本篇梳理了中、越两国史籍中,有关侬智高及其家族的史料,重建了侬智高及其父辈所面临的历史场景——侬氏处于北宋与交趾两个王朝的夹缝之中,特别是处于高速封建化、集权化进程中的交趾李朝,正极力向北扩张、压迫。本篇试图说明,在这种情况下,侬智高曾自主建国,但最终以失败告终,其原来控制的地域也为宋、交两个王朝所瓜分,从而为宋、交双方深入控制这个区域提供了契机。

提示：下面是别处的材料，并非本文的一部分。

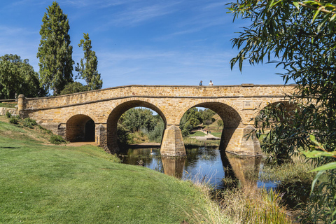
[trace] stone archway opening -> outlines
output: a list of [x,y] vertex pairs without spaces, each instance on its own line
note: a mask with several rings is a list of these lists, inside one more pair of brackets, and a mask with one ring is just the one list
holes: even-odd
[[[156,106],[148,103],[147,102],[141,100],[132,100],[122,103],[116,106],[110,113],[106,123],[107,130],[107,147],[110,152],[115,153],[120,151],[121,148],[127,146],[127,144],[120,143],[120,137],[118,140],[118,134],[122,134],[122,131],[120,132],[120,127],[118,125],[118,121],[120,117],[127,111],[132,108],[141,108],[146,109],[150,109],[155,111],[155,113],[160,116],[163,120],[164,130],[167,127],[167,120],[163,113]],[[118,128],[119,126],[119,128]],[[161,144],[161,143],[160,143]],[[144,146],[146,146],[146,145]]]
[[66,127],[66,141],[94,141],[95,124],[90,117],[83,114],[74,115],[68,120]]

于是,中、越两国之间的界线,就在双方力量交接处初具雏形。
在葛兆光看来,宋代是一个“中国”意识凸显的时代,是中国“近世民族主义思想的一个远源”,他还从“国境”“爱国”主义以及“华夷”意识等方面加以论述。
虽然学界普遍认为,古代“中国”常常是一个关于文明的概念,而不是一个有着明确国界的政治地理概念,但宋代的情形确实有些特殊。宋王朝周边既存在着一些强大国家(如契丹辽国、蒙元),也有一些国家的集权化正在加速推进(如交趾),还有一些地方酋领试图建立自己的国家政权(如广源侬氏)。面对周边众多挑战的宋王朝“自觉”意识凸显,“中国”一词的使用变得愈加频繁,这当中既有自称,也有他称。如前所述,广西转运使萧固曾言“顾今中国势未可以有事于蛮夷”;侬智高曾向邕州指挥亓赟探问“中国虚实”,侬还自称不惧“中国名将”;交趾李朝曾称“所部之民亡叛如中国者,官吏容受庇匿”。

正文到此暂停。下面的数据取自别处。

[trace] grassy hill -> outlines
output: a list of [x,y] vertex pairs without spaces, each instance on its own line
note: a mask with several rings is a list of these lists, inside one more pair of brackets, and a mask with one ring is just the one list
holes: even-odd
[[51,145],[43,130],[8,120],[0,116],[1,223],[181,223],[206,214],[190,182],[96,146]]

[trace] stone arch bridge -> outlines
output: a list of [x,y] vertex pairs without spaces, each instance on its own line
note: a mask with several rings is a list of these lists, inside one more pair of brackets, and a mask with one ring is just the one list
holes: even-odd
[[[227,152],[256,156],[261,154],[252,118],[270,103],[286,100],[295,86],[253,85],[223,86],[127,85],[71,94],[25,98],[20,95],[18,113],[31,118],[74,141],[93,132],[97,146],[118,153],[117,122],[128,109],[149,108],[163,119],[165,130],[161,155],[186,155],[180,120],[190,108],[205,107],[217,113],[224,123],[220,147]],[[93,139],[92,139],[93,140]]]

11世纪时,宋王朝在南方、北方,特别是在北方开展了大规模的划界行动,甚至还有绘制地图的行动;在南方的两广、荆湖地区,还出现象征政府管制,并与交趾等分界的“省地”概念。无怪乎陶晋生感慨道:“宋人对于国界的重视,足以推翻若干近人认为传统中国与外夷之间不存在‘清楚的法律和权力的界限’的看法。”

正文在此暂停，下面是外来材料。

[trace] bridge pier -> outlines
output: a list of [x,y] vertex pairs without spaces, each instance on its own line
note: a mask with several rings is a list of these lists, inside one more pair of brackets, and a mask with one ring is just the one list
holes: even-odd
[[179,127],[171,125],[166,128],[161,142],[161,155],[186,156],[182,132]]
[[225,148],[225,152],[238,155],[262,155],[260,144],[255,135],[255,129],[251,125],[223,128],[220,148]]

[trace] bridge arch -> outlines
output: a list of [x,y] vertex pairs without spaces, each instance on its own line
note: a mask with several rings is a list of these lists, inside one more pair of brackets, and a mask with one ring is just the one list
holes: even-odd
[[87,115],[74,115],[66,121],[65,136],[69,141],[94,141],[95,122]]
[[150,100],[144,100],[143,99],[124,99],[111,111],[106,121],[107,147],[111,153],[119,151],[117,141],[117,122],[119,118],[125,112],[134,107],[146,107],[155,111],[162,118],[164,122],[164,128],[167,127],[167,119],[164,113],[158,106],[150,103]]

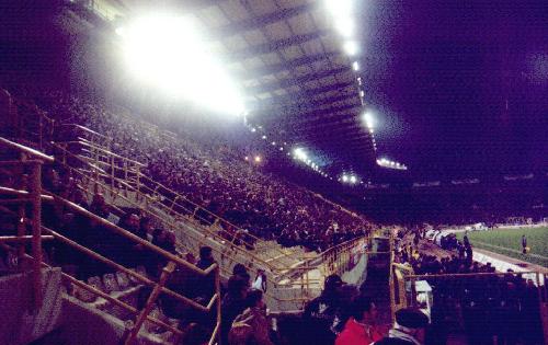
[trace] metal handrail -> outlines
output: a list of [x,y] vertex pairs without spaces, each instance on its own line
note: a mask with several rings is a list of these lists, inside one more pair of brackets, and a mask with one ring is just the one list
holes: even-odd
[[[24,165],[30,165],[31,168],[31,174],[28,179],[28,191],[19,191],[19,192],[26,192],[26,197],[21,197],[19,199],[15,199],[14,203],[19,204],[18,207],[18,217],[19,219],[24,219],[25,218],[25,212],[27,209],[27,204],[31,204],[32,208],[32,240],[31,240],[31,251],[33,253],[33,256],[35,260],[33,261],[33,268],[32,268],[32,280],[33,280],[33,302],[34,302],[34,308],[38,309],[39,306],[43,302],[43,283],[42,283],[42,272],[41,272],[41,264],[42,264],[42,229],[41,229],[41,223],[42,223],[42,164],[44,162],[53,162],[54,159],[49,156],[46,156],[39,151],[36,151],[34,149],[27,148],[23,145],[13,142],[11,140],[8,140],[5,138],[0,137],[0,145],[3,145],[8,147],[9,149],[15,150],[20,153],[23,154],[28,154],[34,158],[34,160],[28,160],[24,161],[24,156],[22,154],[21,157],[21,162],[19,164],[21,166]],[[4,165],[13,165],[16,166],[18,163],[13,161],[8,161],[4,162]],[[25,252],[25,245],[24,245],[24,235],[26,234],[26,227],[24,226],[23,222],[18,223],[18,237],[20,238],[20,244],[18,248],[18,254],[19,257],[21,258]]]
[[[66,149],[64,149],[64,148],[59,147],[58,145],[54,145],[54,146],[56,146],[56,147],[60,148],[61,150],[66,150]],[[71,154],[71,156],[72,156],[73,158],[76,158],[76,159],[81,160],[81,158],[80,158],[80,157],[78,157],[78,156],[76,156],[76,154],[73,154],[73,153],[71,153],[71,152],[69,152],[69,151],[67,151],[67,153]],[[110,186],[107,186],[106,184],[101,183],[100,181],[95,180],[95,179],[94,179],[94,177],[92,177],[92,176],[84,175],[82,172],[80,172],[80,171],[78,171],[78,170],[73,169],[73,168],[72,168],[72,166],[70,166],[70,165],[66,165],[66,168],[70,169],[71,171],[73,171],[73,172],[76,172],[76,173],[78,173],[78,174],[83,175],[85,179],[89,179],[89,180],[93,181],[95,184],[101,185],[103,188],[110,188]],[[109,177],[110,177],[110,179],[112,179],[112,176],[109,176]],[[116,180],[117,182],[124,183],[124,181],[123,181],[123,180],[119,180],[119,179],[117,179],[117,177],[114,177],[114,180]],[[127,185],[127,186],[128,186],[128,185]],[[135,191],[135,189],[134,189],[134,191]],[[112,191],[112,192],[114,192],[114,191]],[[135,191],[135,192],[138,192],[138,191]],[[140,206],[140,205],[137,205],[135,202],[133,202],[133,200],[130,200],[130,199],[128,199],[128,198],[124,197],[123,195],[118,195],[118,196],[119,196],[119,197],[122,197],[122,198],[124,198],[124,199],[125,199],[126,202],[128,202],[128,203],[132,203],[132,204],[134,204],[134,205],[136,205],[136,206]],[[150,197],[150,196],[148,196],[148,195],[146,195],[146,196],[147,196],[147,198],[151,198],[151,197]],[[153,200],[153,199],[152,199],[152,202],[156,202],[156,200]],[[158,203],[158,205],[161,205],[161,207],[164,207],[164,205],[162,205],[161,203]],[[164,219],[160,218],[160,217],[159,217],[158,215],[156,215],[155,212],[151,212],[149,209],[145,209],[145,211],[146,211],[147,214],[151,215],[152,217],[155,217],[156,219],[160,220],[161,222],[165,222],[165,220],[164,220]],[[175,211],[173,211],[173,212],[175,212]],[[175,214],[178,214],[178,212],[175,212]],[[178,216],[183,217],[183,216],[182,216],[182,215],[180,215],[180,214],[178,214]],[[172,227],[173,227],[173,228],[175,228],[174,226],[172,226]],[[203,227],[203,228],[202,228],[202,230],[203,230],[204,232],[206,232],[208,235],[210,235],[212,238],[215,238],[215,239],[217,239],[217,240],[219,240],[219,241],[225,241],[225,239],[224,239],[224,238],[221,238],[219,234],[215,233],[214,231],[210,231],[210,230],[209,230],[209,229],[207,229],[206,227]],[[247,251],[246,249],[241,249],[241,248],[238,248],[238,250],[239,250],[240,252],[247,253],[248,255],[250,255],[251,257],[253,257],[253,260],[255,260],[255,261],[258,261],[258,262],[261,262],[261,264],[263,264],[264,266],[270,267],[272,272],[275,272],[275,271],[277,269],[277,268],[273,267],[270,263],[265,262],[265,261],[264,261],[264,260],[262,260],[261,257],[259,257],[259,256],[256,256],[255,254],[253,254],[252,252]],[[287,268],[287,269],[288,269],[288,268]],[[282,269],[282,271],[283,271],[283,269]]]
[[[79,129],[82,129],[82,130],[84,130],[84,131],[87,131],[87,133],[89,133],[89,134],[91,134],[91,135],[94,135],[94,136],[100,136],[101,138],[106,138],[106,137],[104,137],[103,135],[101,135],[101,134],[99,134],[99,133],[96,133],[96,131],[94,131],[94,130],[91,130],[91,129],[89,129],[89,128],[87,128],[87,127],[80,126],[80,125],[76,125],[76,124],[65,124],[65,126],[76,126],[76,127],[78,127]],[[114,140],[113,140],[112,138],[107,138],[107,139],[109,139],[109,141],[110,141],[110,142],[114,142]],[[103,150],[103,151],[107,151],[107,150]],[[116,153],[114,153],[114,154],[116,154]],[[116,154],[116,156],[117,156],[117,154]],[[125,159],[125,160],[128,160],[128,161],[132,161],[132,162],[135,162],[135,161],[133,161],[132,159],[128,159],[128,158],[124,158],[124,159]],[[139,164],[140,164],[140,166],[145,166],[145,164],[142,164],[142,163],[139,163]],[[233,225],[232,222],[228,221],[227,219],[224,219],[222,217],[220,217],[220,216],[218,216],[218,215],[216,215],[216,214],[212,212],[210,210],[208,210],[207,208],[205,208],[205,207],[203,207],[203,206],[201,206],[201,205],[196,204],[195,202],[190,200],[186,196],[181,195],[180,193],[178,193],[178,192],[175,192],[175,191],[171,189],[170,187],[167,187],[167,186],[165,186],[165,185],[163,185],[162,183],[159,183],[159,182],[157,182],[157,181],[155,181],[155,180],[150,179],[149,176],[147,176],[147,175],[145,175],[145,174],[140,173],[140,171],[137,171],[137,172],[135,172],[135,173],[139,174],[139,179],[137,179],[137,181],[138,181],[138,186],[137,186],[137,188],[138,188],[138,189],[140,189],[140,188],[145,187],[145,188],[147,188],[149,192],[151,192],[151,193],[156,194],[156,192],[158,192],[158,191],[159,191],[159,188],[163,188],[163,189],[164,189],[168,194],[171,194],[171,195],[174,195],[174,196],[175,196],[175,197],[174,197],[174,199],[173,199],[173,205],[176,205],[176,206],[182,207],[182,208],[184,209],[184,206],[182,206],[181,204],[174,203],[174,200],[175,200],[176,198],[180,198],[180,199],[182,199],[182,200],[184,200],[184,202],[186,202],[186,203],[191,204],[191,205],[194,207],[194,210],[192,210],[194,215],[196,214],[196,210],[197,210],[197,209],[199,209],[199,210],[204,211],[205,214],[207,214],[208,216],[212,216],[213,218],[218,219],[218,220],[219,220],[219,222],[221,222],[221,223],[224,223],[224,225],[227,225],[228,227],[230,227],[230,228],[235,229],[235,232],[236,232],[236,231],[244,231],[244,229],[242,229],[242,228],[240,228],[240,227],[238,227],[238,226]],[[151,187],[147,186],[146,184],[140,183],[140,182],[142,182],[142,181],[148,181],[148,182],[150,182],[150,183],[152,184],[152,186],[155,186],[155,187],[152,187],[152,188],[151,188]],[[164,194],[162,194],[162,196],[167,197]],[[259,238],[259,237],[256,237],[256,235],[254,235],[254,234],[252,234],[252,233],[249,233],[249,232],[247,232],[247,233],[246,233],[246,237],[251,238],[251,239],[253,240],[253,242],[254,242],[254,243],[266,243],[266,241],[264,241],[263,239],[261,239],[261,238]],[[240,239],[240,241],[242,241],[242,240]],[[243,242],[246,242],[246,241],[243,241]],[[248,245],[252,245],[252,243],[249,243],[249,242],[246,242],[246,244],[248,244]],[[286,252],[284,252],[282,249],[279,249],[279,248],[277,248],[277,246],[273,246],[273,249],[274,249],[274,250],[276,250],[276,252],[278,252],[279,254],[286,254]]]
[[47,156],[47,154],[44,154],[42,153],[41,151],[37,151],[35,149],[31,149],[26,146],[23,146],[21,143],[16,143],[14,141],[11,141],[11,140],[8,140],[3,137],[0,137],[0,143],[10,148],[10,149],[13,149],[13,150],[16,150],[16,151],[20,151],[22,153],[26,153],[26,154],[30,154],[32,157],[34,157],[35,159],[39,159],[44,162],[47,162],[47,163],[53,163],[54,162],[54,158],[50,157],[50,156]]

国家除了控制土地外,最重要的就是控制人口。宋王朝对边境地区人口的控制逐渐强化,对其身份定义也相当清晰,这突出反映在王朝典制中频繁出现的“归明人”概念上。朱熹曾云:“归明人,元不是中原人,是徭洞之人来归中原,盖自暗而归于明也。如西夏人归中国,亦谓之归明。”
侬智高起事失败后,其部众来降者,均被宋廷定义为“归明人”。而在《庆元条法事类》这部宋代“法律”类编中,王朝国家对归明人的待遇和限制进行了长篇累牍的规定。
其中一些条款,甚至可以从今日之“国民待遇”角度去理解。同样,交趾李朝对于边境地区人口也有着严格的控制。熙宁年间,交趾以“所部之民亡叛如中国者,官吏容受庇匿”为由,数次入侵宋境。
宋代“中国”之于边疆,无疑是具有政府管制特点的,但在某些特定地域,它只能依靠经济、文化联系来维系关系,缺乏固定清晰、连续绵延以至闭合的边界。在不同王朝国家之间存在着一些“过渡地带”,而在这些“过渡地带”甚至存在“无主”之土地与人民,他们也曾试图“以我为主”,建立自己的国家政权。
总之,王朝国家对各个地域施加的影响力、控制力有强有弱,并非均等,管理方式也多种多样。在这个问题上,笔者持一种类似进化论的观点:受制于当时的物质水平、交通条件、信息控制能力以及文教普及程度、社会发育程度等,牢固的边界不可能形成。